And this leads us, finally, to consider one more thing about this resolve; and that’s …
3. ITS DESIRED CONSEQUENCE.
In verse 12, Paul wrote, “that you may walk properly toward those who are outside, and that you may lack nothing.” Paul and his ministry team even demonstrated this to the Thessalonian believers by their own example. In 1 Thessalonians 2:9-12, he wrote;
For you remember, brethren, our labor and toil; for laboring night and day, that we might not be a burden to any of you, we preached to you the gospel of God. You are witnesses, and God also, how devoutly and justly and blamelessly we behaved ourselves among you who believe; as you know how we exhorted, and comforted, and charged every one of you, as a father does his own children, that you would walk worthy of God who calls you into His own kingdom and glory (1 Thessalonians 2:9-12).
So, as you can see, dear brothers and sisters in Christ, it’s not wrong to be ambitious.
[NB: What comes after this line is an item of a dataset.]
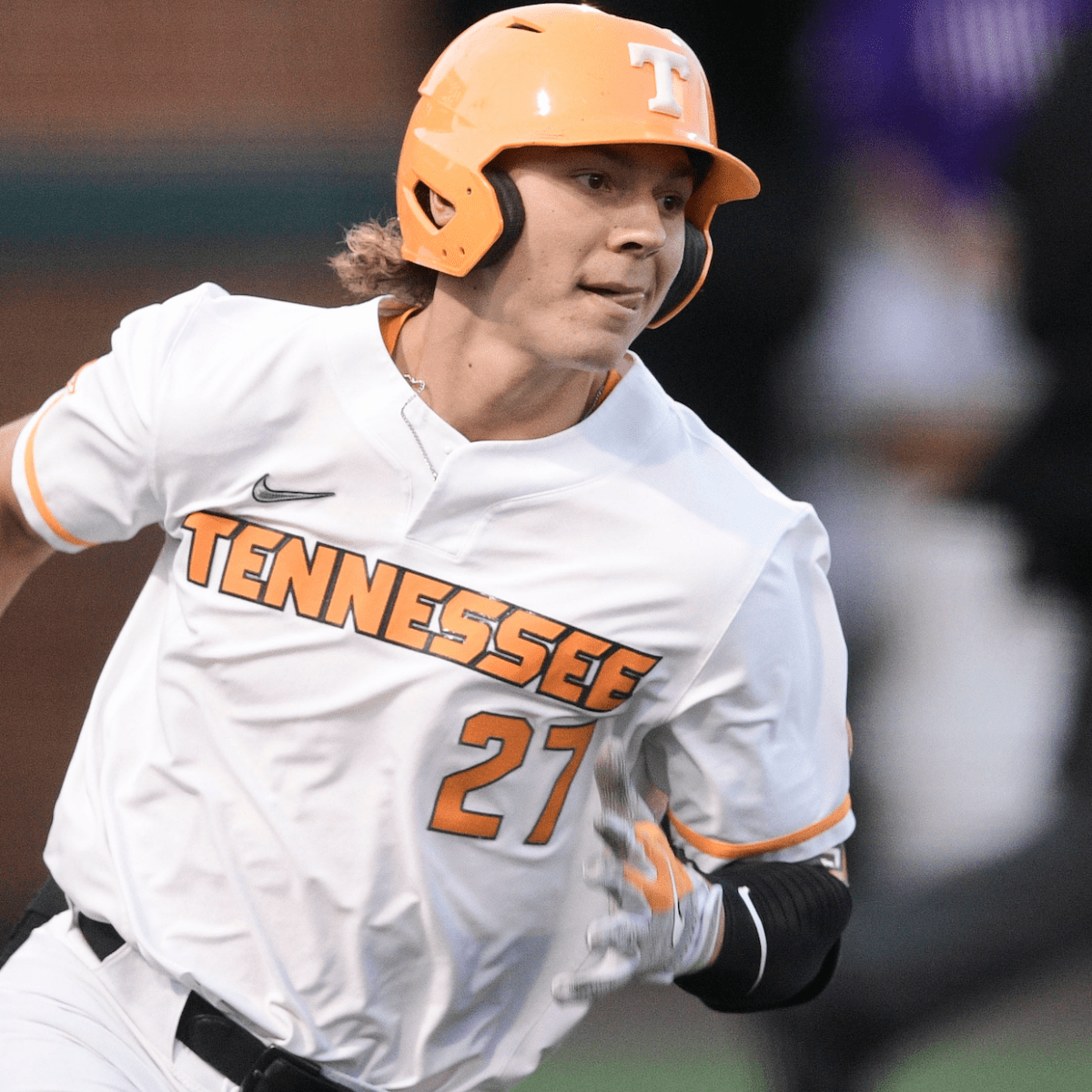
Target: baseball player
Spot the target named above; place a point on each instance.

It’s just that we must be ambitious in the right way—with a truly godly resolve to live in such a way as to commend the gospel to the world around us. We must live the kind of transformed lives that show the world that Jesus is truly a wonderful Savior who makes those who trust Him into truly better people.
As we approach this New Year, let’s resolve that we will live in the kind of manner that will best promote the gospel to the unbelieving world.